In the community, the changes presented at the ceremonies are symbolic.
These are the most significant ceremonies.
At the ceremony of one, the Newchild gets a name and is recognized for the first time as more than just a number.
For the earliest ceremony, the Naming, the Nurturers brought the newchildren to the stage. (ch 6, p. 41)
Newchildren also get a family at one. The family consists of a Father, Mother, and one child of each gender. The family units only exist for child-rearing purposes, and the couple has to apply for a child and be approved by the committee.
Jonas describes the ceremonies of Two, Three and Four as boring. Children are not really considered significant until Three. “Dream-telling began with Threes” (ch 5, p. 35) and language instruction is important at this age.
The ceremonies of Four, Five, and Six are basically just the children aging one more year.
Fours, Fives, and Sixes all wore jackets that fastened down the back so that they would have to help each other dress and would learn interdependence. (ch 6, p. 40)
At Seven, children get front-button jackets. This is significant because until that point the jackets have buttoned in the back.
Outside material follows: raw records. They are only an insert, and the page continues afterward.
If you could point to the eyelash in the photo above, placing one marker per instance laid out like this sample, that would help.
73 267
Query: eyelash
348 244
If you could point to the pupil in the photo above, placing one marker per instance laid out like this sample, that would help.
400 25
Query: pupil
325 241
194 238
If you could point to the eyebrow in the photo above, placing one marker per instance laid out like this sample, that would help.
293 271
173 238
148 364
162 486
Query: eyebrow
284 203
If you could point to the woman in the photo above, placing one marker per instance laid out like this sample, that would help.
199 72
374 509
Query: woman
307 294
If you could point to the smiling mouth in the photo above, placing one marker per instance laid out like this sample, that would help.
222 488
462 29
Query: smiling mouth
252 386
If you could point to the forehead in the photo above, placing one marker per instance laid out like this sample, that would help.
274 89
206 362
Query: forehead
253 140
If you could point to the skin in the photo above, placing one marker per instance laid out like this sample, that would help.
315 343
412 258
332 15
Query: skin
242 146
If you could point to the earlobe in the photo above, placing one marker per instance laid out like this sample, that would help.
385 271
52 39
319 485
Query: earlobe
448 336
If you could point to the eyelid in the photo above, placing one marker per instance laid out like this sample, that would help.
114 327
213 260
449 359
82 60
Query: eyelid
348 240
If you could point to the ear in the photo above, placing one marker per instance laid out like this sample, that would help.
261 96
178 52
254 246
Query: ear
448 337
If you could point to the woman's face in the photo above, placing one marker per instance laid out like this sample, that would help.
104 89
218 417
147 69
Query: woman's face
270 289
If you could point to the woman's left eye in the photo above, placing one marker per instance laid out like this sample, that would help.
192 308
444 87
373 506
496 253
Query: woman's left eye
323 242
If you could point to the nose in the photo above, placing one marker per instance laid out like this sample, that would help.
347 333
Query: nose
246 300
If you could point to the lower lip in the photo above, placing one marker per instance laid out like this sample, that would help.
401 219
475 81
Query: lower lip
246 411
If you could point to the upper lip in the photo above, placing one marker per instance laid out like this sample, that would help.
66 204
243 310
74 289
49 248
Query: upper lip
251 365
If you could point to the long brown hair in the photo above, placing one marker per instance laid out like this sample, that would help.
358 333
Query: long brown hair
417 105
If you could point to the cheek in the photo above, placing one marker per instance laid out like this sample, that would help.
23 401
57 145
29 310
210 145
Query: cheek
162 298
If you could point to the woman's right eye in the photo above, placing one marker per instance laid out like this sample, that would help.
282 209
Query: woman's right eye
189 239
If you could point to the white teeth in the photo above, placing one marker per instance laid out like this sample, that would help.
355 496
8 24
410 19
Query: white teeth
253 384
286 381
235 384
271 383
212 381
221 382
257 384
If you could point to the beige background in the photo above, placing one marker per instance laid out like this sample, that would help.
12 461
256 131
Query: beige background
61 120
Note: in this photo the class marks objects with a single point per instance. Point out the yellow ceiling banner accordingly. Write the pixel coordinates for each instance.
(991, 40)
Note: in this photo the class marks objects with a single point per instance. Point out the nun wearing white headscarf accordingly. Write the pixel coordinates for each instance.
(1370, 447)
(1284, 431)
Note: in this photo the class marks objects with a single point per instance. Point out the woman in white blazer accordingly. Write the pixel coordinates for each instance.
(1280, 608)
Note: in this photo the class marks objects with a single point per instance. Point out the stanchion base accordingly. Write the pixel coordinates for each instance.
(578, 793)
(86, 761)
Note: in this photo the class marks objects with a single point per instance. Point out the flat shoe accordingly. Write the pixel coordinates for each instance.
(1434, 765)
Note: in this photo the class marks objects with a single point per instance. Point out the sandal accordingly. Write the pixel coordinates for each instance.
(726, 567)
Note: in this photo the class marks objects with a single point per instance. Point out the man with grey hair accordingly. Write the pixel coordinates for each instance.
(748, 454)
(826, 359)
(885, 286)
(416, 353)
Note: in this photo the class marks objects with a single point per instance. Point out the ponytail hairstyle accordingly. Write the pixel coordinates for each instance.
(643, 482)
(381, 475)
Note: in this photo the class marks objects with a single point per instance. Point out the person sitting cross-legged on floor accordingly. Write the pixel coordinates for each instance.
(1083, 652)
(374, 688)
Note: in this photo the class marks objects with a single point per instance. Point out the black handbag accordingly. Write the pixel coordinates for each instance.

This change is “the first sign of independence” (ch 6, p. 41).
At Eight, children begin volunteer hours, and yet another sign of growing independence.
Lily… became an Eight and received the identifying jacket that she would wear this year, this one with smaller buttons and, for the first time, pockets, indicating that she was mature enough now to keep track of her own small belongings. (ch 6, p. 45)
At Nine, children receive one of the most coveted gifts: the bicycle. They have been secretly taught how to ride them. The bicycle is a strong symbol of moving away from the family unit, out into the community.
Tens get a haircut, so the ceremony is a bit more time consuming.
[Each] child's hair was snipped neatly into its distinguishing cut: females lost their braids at Ten, and males, too, relinquished their long childish hair and took on the more manly short style which exposed their ears. (p. 46)
Elevens are pretty much just waiting to be Twelve. The females get bras and the children get clothes with special pockets for a new calculator.
Twelve is the most significant ceremony in some ways, because it is the last one. At Twelve children are no longer really children. They are young adults. They no longer are designated by age, but rather by occupation. Their occupations are chosen for them by a committee of Elders.
Lowry, Lois (1993-04-26). The Giver (Newbery Medal Book). Houghton Mifflin Harcourt. Kindle Edition.